FrankensteinVariorum / fv-collation

first-stage collation processing in the Frankenstein Variorum Project. For post processing and Variorum development, see our GitHub organization: https://github.com/FrankensteinVariorum
https://frankensteinvariorum.github.io/fv-collation/
GNU Affero General Public License v3.0
9 stars 2 forks source link

Refining the collation #48

Closed ebeshero closed 5 years ago

ebeshero commented 6 years ago

Following discussion with @raffazizzi today, I've added more normalization to a new version of the Python script. The normalization function now does two things: 1) it ignores the content of any element tags during the collation process (so <p/> elements with distinctly different "location markers" in their attributes can still align and be considered invariant), 2) it lowercases all the input that collateX works with.

The new version of the Python script also ignores most markup. I decided for now to keep <p/> elements as inline-empty because a change in paragraphing is semantically significant. For the same reason I kept div markers, add and del. I'm thinking we might just want to output del, but suppress add.

The new output is coming out in the LessMarkupV2_xmlOutput directory.

I'll run a few more variations on this theme. Question: Is it necessary/useful to have "location flag" attributes appear in the collation output on the <p/> and <lb/> elements?

ebeshero commented 6 years ago

Note: I need to weave this normalization list of weirdly spelled words into the Python script, too: https://github.com/PghFrankenstein/Pittsburgh_Frankenstein/issues/28

ebeshero commented 6 years ago

Action on @ebb: Output fresh DETAILED collation with location tags (don't suppress the <lb/> elements) now that I've properly normalized ampersands.
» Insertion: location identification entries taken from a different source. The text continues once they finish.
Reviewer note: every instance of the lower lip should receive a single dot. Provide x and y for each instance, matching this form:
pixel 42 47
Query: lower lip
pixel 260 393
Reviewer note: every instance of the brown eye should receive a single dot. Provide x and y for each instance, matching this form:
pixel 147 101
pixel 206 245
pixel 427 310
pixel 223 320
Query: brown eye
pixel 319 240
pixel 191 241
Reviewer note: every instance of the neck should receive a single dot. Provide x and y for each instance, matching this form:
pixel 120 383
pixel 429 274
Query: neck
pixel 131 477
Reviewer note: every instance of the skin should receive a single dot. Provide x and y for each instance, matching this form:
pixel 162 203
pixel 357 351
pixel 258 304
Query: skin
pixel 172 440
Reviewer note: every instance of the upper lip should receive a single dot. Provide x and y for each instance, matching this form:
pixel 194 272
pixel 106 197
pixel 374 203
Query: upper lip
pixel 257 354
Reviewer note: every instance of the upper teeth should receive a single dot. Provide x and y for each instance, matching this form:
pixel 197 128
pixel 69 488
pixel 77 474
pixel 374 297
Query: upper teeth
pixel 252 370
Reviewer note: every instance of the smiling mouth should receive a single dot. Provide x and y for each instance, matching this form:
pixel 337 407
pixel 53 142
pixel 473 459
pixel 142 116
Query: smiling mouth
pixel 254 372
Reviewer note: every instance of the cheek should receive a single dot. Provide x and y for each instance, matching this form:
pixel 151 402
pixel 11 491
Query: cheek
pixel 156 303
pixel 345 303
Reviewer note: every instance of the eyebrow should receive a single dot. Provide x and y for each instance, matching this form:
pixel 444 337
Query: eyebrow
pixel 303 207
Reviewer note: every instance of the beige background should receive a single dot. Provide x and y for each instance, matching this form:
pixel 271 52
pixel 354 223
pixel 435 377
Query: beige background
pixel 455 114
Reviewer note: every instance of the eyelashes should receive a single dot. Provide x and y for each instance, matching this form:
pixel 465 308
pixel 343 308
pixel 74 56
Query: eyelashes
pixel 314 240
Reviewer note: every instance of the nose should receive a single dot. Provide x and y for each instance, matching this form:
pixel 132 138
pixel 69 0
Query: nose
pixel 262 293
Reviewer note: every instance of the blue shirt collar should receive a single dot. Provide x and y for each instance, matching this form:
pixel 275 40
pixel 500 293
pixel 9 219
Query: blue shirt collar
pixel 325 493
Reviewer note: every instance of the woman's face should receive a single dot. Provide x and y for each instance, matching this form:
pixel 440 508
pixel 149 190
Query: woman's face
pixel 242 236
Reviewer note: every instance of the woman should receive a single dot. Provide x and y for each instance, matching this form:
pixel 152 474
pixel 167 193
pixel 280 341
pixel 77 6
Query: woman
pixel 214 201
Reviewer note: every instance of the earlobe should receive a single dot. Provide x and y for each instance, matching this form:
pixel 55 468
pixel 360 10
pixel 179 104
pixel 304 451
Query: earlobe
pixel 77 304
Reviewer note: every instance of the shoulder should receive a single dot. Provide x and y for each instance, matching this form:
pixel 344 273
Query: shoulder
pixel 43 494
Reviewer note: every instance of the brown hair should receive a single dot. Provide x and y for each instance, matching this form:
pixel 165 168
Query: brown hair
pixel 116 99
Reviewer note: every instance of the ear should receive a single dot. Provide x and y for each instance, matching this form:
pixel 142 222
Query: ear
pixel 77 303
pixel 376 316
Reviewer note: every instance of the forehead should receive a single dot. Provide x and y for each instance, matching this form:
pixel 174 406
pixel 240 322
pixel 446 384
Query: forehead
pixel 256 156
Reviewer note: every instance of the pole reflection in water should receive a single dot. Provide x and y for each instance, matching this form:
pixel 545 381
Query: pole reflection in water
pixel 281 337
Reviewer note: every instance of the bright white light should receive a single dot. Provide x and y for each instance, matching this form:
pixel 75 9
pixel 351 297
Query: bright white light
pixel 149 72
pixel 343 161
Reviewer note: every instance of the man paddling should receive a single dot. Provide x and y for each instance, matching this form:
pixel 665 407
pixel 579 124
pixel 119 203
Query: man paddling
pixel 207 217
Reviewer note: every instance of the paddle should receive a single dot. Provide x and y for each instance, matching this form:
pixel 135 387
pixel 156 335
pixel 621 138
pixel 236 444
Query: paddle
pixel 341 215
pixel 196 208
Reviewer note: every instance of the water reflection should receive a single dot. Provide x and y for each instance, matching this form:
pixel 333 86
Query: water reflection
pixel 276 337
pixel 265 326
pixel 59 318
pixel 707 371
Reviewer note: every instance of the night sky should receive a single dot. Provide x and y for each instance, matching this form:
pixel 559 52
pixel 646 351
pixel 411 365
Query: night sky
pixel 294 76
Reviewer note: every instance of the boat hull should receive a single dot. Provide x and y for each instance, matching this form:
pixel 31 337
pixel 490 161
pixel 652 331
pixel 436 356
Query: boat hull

ebeshero commented 6 years ago

@raffazizzi @Rikkm I'm running a fresh collation this morning. As I mentioned in our meeting on Tuesday, this collation will have better alignment because it's properly normalizing ampersands and markup. Also, I've made sure the <lb> elements are present so the text locations are clearly signaled.

C-10 is freshly output already in the Full_xmlOutput directory you've been working in, Raff: https://github.com/PghFrankenstein/Pittsburgh_Frankenstein/tree/Text_Processing/collateXPrep/Full_xmlOutput

It's also sitting by itself here in my unit-testing folder: C10_xmlOutput--that might be an easier place to work with it by itself: https://github.com/PghFrankenstein/Pittsburgh_Frankenstein/tree/Text_Processing/collateXPrep/C10_xmlOutput

(As usual I've done some reorganizing to put old collation stuff away.)